On the 0-4 Lions: They suck on offense, suck on defense and their special teams just aren't that special. Kyle Orton threw for 334 yards, the very reason he was on my sleeper list last week. The Lions make anyone look like an All-Pro. Rookie Matt Forte chipped in with two touchdowns and the defense had a pick-6 to just throttle the (sorry-sack) Lions. I think the Lions should be banned from the NFL.

On the Titans' sleep-inducing 13-10 win over the Ravens: Boy, this one was exciting, huh? I could have painted the garage and watched it dry instead. No 100-yard rushers, no 100-yard receivers ... what the (heck) am I supposed to talk about? A defensive struggle between two boring teams doesn't leave me much material here. Baltimore seemed to have things in control to snatch the win away until the Titans got a gift in the form of a bogus "roughing the passer" penalty.

On the incomparable DeAngelo Williams: He was The Man with 3 total TDs and 148 total yards. You can all thank me for that one -- I dropped him in my local league this week. Any player I drop is sure to have a career week, I should have published that fact. If you have a player you want me to try and acquire and drop so he'll go off, just let me know.

On the 4-1 Redskins: Can someone please explain why I benched Clinton Portis? Sure he was facing the #1 run D in the league, but HE'S CLINTON FREAKIN' PORTIS! CP rolled for 145 yards and a score on my bench, and now I want to swallow a gun. Chris Cooley was huge with 8 grabs for 109 yards and a score the 'Skins D held Donovan McNabb and B-West in check. The Redskins are now 2-1 against their divisional foes on the road. If that doesn't scream FOR REAL, I don't know what does. This NFC East division is brutal. It's like the SEC in the NFL.

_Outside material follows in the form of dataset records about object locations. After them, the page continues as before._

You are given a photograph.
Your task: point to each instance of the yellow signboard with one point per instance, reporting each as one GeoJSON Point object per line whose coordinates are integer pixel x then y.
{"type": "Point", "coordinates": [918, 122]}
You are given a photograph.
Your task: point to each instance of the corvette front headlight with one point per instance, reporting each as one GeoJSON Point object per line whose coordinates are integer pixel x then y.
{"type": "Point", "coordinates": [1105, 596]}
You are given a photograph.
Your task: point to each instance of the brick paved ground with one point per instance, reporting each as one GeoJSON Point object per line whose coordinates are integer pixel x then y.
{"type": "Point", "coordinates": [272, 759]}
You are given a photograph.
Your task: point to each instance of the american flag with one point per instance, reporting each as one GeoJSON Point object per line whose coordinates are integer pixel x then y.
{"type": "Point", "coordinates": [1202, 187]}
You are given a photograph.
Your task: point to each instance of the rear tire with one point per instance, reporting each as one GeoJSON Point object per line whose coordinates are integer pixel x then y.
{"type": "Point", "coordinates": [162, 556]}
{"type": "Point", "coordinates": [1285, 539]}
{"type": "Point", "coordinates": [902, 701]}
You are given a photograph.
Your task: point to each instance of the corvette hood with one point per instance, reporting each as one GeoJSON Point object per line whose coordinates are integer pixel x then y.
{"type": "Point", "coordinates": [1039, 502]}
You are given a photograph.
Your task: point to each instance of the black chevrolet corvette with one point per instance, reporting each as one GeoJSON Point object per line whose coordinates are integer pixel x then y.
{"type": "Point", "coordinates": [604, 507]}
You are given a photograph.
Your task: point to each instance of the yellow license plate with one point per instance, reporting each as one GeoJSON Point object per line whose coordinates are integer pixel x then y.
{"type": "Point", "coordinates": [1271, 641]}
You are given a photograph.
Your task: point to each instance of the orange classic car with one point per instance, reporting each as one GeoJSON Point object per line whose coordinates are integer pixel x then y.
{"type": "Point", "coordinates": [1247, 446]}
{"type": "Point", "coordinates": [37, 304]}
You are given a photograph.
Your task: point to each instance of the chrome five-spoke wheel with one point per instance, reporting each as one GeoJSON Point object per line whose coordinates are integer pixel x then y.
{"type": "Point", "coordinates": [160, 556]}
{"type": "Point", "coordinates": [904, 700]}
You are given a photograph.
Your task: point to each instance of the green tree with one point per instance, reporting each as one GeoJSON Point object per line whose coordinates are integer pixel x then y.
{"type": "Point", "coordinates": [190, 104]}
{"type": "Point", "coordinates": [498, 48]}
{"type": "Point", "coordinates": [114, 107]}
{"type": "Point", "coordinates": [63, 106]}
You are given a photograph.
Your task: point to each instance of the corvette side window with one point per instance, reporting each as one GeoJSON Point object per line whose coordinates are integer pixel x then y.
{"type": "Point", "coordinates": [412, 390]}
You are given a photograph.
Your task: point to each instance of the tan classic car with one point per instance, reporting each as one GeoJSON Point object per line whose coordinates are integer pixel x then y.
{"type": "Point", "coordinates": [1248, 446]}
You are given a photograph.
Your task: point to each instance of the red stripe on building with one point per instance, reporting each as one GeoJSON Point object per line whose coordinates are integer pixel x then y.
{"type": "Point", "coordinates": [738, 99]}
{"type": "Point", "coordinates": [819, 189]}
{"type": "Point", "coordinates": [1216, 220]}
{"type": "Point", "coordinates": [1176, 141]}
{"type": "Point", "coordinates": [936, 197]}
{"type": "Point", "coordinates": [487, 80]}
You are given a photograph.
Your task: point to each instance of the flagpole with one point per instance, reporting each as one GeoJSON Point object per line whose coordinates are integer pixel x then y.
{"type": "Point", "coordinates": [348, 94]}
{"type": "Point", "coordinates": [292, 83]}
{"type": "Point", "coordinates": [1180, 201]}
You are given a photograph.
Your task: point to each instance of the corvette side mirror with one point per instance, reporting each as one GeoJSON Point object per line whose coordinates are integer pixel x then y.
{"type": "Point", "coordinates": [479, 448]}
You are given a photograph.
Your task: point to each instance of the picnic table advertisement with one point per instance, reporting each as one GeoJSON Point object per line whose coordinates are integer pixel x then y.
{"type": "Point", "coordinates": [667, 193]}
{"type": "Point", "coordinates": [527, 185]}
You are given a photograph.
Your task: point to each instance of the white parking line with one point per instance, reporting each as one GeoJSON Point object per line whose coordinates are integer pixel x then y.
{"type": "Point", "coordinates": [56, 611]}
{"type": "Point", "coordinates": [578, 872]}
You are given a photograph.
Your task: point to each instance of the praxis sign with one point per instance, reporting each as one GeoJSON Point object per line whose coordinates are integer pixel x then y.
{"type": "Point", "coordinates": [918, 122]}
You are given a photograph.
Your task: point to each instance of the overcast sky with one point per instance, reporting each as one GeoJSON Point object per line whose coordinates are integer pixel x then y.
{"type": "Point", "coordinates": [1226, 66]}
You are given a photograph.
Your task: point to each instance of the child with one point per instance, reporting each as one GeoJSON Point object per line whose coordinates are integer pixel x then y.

On the Packers' stunning Lambeau loss to the Falcons:Aaron Rodgers and his bum shoulder threw for 313 yards and 3 TDs ... and the Packers still lost! Michael Turner was The Man with 121 yards and a score, and QB Matt Ryan hit Roddy White with ease all day; White rang up 8 grabs for 132 yards and a score on his way to a monster day. This game is just further proof why I have no freakin' idea what is going to happen each week.

I Cannot Leave Without Saying That ...

I'll keep this one short and sweet: Leave Ed Hochuli alone. The man has been one of the NFL's best referees for the last 10-15 years; and while he's getting older (aren't we all?), I have absolutely zero doubts about his mental sharpness (he's a lawyer) or his physical conditioning (the man is the Rock of Gibraltar). So, yes, he made a mistake in the Broncos-Chargers game ... one that cost San Diego a precious win; but that's hardly an unpardonable sin, right? Stop the insanity! (right, Susan Powter?)